On pouvait malheureusement s’y attendre. Les sites archéologiques syriens sont le point de mire des rebelles. Le patrimoine culturel de la Syrie, héritage d’une histoire millénaire, est la partie la plus vulnérable mais aussi la plus attrayante pour les destructeurs du pays arabe. Complètement indifférents à la valeur qu’ont les sites et les pièces de collection aux yeux des Syriens mais aussi pour les personnes un tant soit peu civilisées, les rebelles sont en train de faire des ravages pour en tirer quelque profit. L’Irak a été pillé en son temps sous l’œil complice des troupes d’occupation. C’est désormais au tour de la Syrie. « Certains jours nous sommes des combattants et d’autres, nous sommes archéologues », déclare ironiquement dans un entretien au Washington Post un jeune rebelle de 27 ans originaire de la ville d’Idlib. Comme lui, d’autres rebelles interrogés par le quotidien d’Outre-Atlantique ont admis la contrebande d’antiquités, officiellement pour financer leur lutte contre le gouvernement de Bachar el-Assad.

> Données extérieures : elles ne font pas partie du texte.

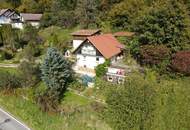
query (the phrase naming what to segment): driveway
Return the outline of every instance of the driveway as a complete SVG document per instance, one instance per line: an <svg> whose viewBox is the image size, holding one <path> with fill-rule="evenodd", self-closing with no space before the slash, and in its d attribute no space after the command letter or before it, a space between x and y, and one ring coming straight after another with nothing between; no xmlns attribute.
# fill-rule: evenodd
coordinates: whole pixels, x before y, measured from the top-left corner
<svg viewBox="0 0 190 130"><path fill-rule="evenodd" d="M0 130L30 130L30 128L0 108Z"/></svg>

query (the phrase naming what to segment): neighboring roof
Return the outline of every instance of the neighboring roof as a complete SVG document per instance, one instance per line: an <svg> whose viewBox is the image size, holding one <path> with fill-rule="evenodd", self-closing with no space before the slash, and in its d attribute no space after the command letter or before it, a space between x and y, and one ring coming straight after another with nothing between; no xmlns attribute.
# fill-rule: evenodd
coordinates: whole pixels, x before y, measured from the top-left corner
<svg viewBox="0 0 190 130"><path fill-rule="evenodd" d="M91 36L88 37L87 40L89 40L106 59L121 53L121 49L124 48L124 46L112 34ZM86 40L83 43L85 42ZM78 48L80 48L80 46ZM78 50L78 48L76 50Z"/></svg>
<svg viewBox="0 0 190 130"><path fill-rule="evenodd" d="M134 32L116 32L116 33L114 33L115 37L132 37L134 35L135 35Z"/></svg>
<svg viewBox="0 0 190 130"><path fill-rule="evenodd" d="M21 13L20 14L25 21L40 21L42 14Z"/></svg>
<svg viewBox="0 0 190 130"><path fill-rule="evenodd" d="M0 10L0 15L4 14L7 10L9 10L9 9L1 9Z"/></svg>
<svg viewBox="0 0 190 130"><path fill-rule="evenodd" d="M78 30L74 33L71 33L73 36L93 36L94 34L100 33L100 29L90 30L90 29L82 29Z"/></svg>

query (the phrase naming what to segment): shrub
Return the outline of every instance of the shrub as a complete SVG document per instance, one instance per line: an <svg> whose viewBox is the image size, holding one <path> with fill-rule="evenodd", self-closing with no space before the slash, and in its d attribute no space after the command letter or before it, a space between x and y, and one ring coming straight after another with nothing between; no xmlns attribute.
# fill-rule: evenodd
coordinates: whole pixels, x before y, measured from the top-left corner
<svg viewBox="0 0 190 130"><path fill-rule="evenodd" d="M79 82L79 81L74 81L74 82L72 82L70 85L69 85L69 87L71 88L71 89L75 89L75 90L77 90L77 91L80 91L80 92L82 92L82 91L84 91L85 90L85 86L82 84L82 82Z"/></svg>
<svg viewBox="0 0 190 130"><path fill-rule="evenodd" d="M72 81L73 71L69 61L56 48L49 48L41 65L42 80L47 86L44 94L39 96L38 103L47 110L56 110L66 88ZM46 103L49 101L50 104ZM45 105L45 106L44 106Z"/></svg>
<svg viewBox="0 0 190 130"><path fill-rule="evenodd" d="M0 71L0 88L12 90L18 87L21 87L21 81L17 75Z"/></svg>
<svg viewBox="0 0 190 130"><path fill-rule="evenodd" d="M0 60L10 60L14 57L14 53L11 50L1 50Z"/></svg>
<svg viewBox="0 0 190 130"><path fill-rule="evenodd" d="M170 57L170 50L164 45L144 45L140 48L140 62L144 65L159 65Z"/></svg>
<svg viewBox="0 0 190 130"><path fill-rule="evenodd" d="M34 86L40 82L40 68L32 62L22 62L19 66L22 86Z"/></svg>
<svg viewBox="0 0 190 130"><path fill-rule="evenodd" d="M190 75L190 51L180 51L173 55L171 68L175 72Z"/></svg>
<svg viewBox="0 0 190 130"><path fill-rule="evenodd" d="M106 61L103 64L100 64L96 67L95 71L96 71L96 76L97 77L102 77L106 74L107 72L107 68L110 65L110 61Z"/></svg>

Toujours selon le Washington Post, des dizaines d’œuvres ont disparu en quelques mois à peines. Pis, certaines sont irrémédiablement endommagées. Parmi les objets volés, une statue en or datant de l’époque araméenne (VIIIème siècle avant l’EC) provenant du musée d’Hama et désormais inscrite sur les tablettes d’Interpol. Plus grave encore, des mosaïques byzantines de la cité romaine d’Apamée, près d’Alep, ont été retirées au bulldozer.
Ceci n’est pourtant que la partie émergée de l’iceberg, et quand on sait tout ce que la Syrie recèle en matière de patrimoine (Palmyre, les châteaux des croisés, les sites pré-phéniciens, les villes de Damas et Alep, etc.), on peut facilement imaginer que les contrebandiers y trouveront leur compte.
Il existe, selon le Washington Post, de véritables équipes de fouilles composées de jeunes dont la mission est de trouver dans les sites archéologiques de l’or, des statuettes, des mosaïques, et tout ce qui peut avoir une valeur marchande, fut-ce au prix d’irréparables déprédations. La destination principale des œuvres volées est la Jordanie, où la contrebande est favorisée par le flux quotidien de quelque 2.000 réfugiés. « Tous les jours, nous sommes contactés pour acheter de l’or syrien, des mosaïques syriennes et des statuettes syriennes », a confirmé un antiquaire d’Amman. « Damas est vendue ici à Amman, pièce par pièce ».
La contrebande syrienne rappelle ce qui est survenu durant l’invasion de l’Irak par les États-Unis, car la Jordanie était également considérée comme un point de passage obligé pour les trésors volés. « Il est encore trop tôt pour comparer la situation en Syrie avec ce qui s’est passé en Irak », a dit Nayef Al Fayez, ministre du tourisme et des antiquités de Jordanie, «  mais quand il y a des problèmes de sécurité, les sites archéologiques en sont les premières victimes. Et nous nous attendons à ce que ces événements se multiplient ».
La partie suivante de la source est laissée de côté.